Automation is providing accounts payable departments with significant strategic benefits. However, these accounts payable departments will never achieve the full benefits of automation without tackling the last step of the procure-to-pay cycle: payments.Electronic invoicing platforms such as NexusPayables offer solutions that make it easier than ever for organizations to migrate to electronic payments.

Compared to traditional approaches to paying suppliers, electronic payments offer six benefits:

  1. Cost savings. For many businesses, the high cost of processing paper checks is reason enough to transition to electronic payment methods. PayStream Advisors’ Electronic Payments and P-Cards Adoption Survey found that the need to reduce accounts payable transaction costs is the biggest factor driving electronic payments. By transitioning to electronic payments, some businesses have experienced cost savings of more than 60 percent.
  1. Faster turnaround. Businesses can process an electronic payment within seconds, whereas a standard check payment could take several hours or more. Accelerating payment cycle times reduces the chances of costly late-payment penalties, cuts down on time-consuming supplier inquiries, and opens the door to more opportunities to capture early-payment discounts.
  1. Competitive advantage. Electronic payments provide businesses with a decisive edge over other companies in their peer group. Forty-five percent of best-in-class accounts payable departments have established electronic payments as a standard means of conducting business with key suppliers, Aberdeen Group reports. What’s more, 48 percent of best-in-class accounts payable departments have integrated electronic payments with their ERP.

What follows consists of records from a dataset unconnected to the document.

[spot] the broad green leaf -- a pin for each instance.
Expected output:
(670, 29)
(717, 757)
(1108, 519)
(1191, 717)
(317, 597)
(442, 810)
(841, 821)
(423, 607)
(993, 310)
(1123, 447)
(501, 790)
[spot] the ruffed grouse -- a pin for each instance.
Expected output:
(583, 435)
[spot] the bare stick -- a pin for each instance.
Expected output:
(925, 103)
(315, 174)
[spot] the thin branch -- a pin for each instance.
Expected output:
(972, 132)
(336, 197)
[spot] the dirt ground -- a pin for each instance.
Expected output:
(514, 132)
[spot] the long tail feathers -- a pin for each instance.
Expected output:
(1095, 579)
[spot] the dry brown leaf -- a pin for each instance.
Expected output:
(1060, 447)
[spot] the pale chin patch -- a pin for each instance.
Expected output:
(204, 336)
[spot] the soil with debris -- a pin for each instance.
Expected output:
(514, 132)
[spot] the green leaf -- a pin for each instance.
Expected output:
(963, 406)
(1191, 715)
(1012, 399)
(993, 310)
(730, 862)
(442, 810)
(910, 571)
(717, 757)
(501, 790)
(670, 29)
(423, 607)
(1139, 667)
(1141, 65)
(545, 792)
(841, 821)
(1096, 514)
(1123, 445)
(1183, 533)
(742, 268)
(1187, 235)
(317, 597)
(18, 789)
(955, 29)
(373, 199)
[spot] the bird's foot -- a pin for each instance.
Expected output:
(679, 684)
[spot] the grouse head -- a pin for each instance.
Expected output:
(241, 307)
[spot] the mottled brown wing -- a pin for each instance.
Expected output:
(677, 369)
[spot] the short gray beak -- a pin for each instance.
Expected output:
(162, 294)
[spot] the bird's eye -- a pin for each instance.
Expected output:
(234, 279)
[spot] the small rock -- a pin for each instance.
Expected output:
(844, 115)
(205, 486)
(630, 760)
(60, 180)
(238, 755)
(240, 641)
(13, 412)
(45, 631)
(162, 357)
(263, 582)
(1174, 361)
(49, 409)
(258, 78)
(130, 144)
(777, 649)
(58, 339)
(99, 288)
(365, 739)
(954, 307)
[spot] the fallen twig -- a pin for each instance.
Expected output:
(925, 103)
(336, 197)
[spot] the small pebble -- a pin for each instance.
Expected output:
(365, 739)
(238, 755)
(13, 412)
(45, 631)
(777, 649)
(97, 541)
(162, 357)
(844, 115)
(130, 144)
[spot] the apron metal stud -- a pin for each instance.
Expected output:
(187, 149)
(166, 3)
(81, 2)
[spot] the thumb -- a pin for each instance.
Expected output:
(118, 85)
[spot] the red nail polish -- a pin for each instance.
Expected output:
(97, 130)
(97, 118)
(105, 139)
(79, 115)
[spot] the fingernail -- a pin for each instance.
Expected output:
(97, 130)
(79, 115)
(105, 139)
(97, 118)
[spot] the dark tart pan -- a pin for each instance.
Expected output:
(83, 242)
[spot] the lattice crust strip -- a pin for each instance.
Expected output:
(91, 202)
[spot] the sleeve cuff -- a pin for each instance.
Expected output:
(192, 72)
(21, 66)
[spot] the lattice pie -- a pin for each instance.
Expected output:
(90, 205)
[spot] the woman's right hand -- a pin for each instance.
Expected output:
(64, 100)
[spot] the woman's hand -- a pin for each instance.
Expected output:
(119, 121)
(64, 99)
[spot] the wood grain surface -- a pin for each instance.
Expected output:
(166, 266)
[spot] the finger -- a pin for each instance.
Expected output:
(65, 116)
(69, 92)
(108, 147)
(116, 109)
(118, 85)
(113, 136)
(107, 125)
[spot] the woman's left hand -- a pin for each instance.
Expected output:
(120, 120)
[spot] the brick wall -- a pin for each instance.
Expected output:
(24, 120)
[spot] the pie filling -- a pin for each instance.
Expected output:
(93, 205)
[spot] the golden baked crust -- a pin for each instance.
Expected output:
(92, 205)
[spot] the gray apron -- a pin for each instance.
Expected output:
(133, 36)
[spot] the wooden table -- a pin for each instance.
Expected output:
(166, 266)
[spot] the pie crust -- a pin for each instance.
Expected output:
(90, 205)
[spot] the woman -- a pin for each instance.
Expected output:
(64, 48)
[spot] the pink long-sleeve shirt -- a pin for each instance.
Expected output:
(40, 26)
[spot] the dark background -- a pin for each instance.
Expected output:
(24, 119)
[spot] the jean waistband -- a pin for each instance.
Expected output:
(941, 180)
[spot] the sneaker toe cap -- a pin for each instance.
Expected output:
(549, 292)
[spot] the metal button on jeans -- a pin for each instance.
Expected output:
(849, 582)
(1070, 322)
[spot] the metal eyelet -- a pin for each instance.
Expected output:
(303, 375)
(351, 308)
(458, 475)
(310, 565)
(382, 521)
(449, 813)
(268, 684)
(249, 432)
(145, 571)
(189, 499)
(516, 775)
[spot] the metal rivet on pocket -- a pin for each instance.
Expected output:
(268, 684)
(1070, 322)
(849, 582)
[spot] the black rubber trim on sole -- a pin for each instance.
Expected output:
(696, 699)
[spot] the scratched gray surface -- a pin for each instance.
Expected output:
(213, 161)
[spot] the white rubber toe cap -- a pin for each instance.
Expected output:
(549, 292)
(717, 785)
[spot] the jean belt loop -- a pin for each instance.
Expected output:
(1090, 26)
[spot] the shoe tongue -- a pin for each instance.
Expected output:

  1. Less risk. Paper checks remain the dominant payment method targeted by fraud, with 85 percent of affected companies reporting that their checks were targeted, per the Association for Financial Professionals (AFP). With the typical loss from payments fraud totaling $19,200 annually, businesses simply can’t afford to stick with the status quo when paying suppliers.
  1. Potential card rebates. Paying suppliers via cards is gaining popularity for the lucrative rebates that are provided by the issuer based on the card spend. These rebates can even help transform an accounts payable department from a cost center into a profit center.
  1. Improved compliance. Businesses are subject to ever-increasing regulations and rules that require strong internal controls. With electronic payments, businesses obtain complete audit trails. Compare that with paper checks, which are hard to control and easy to misplace.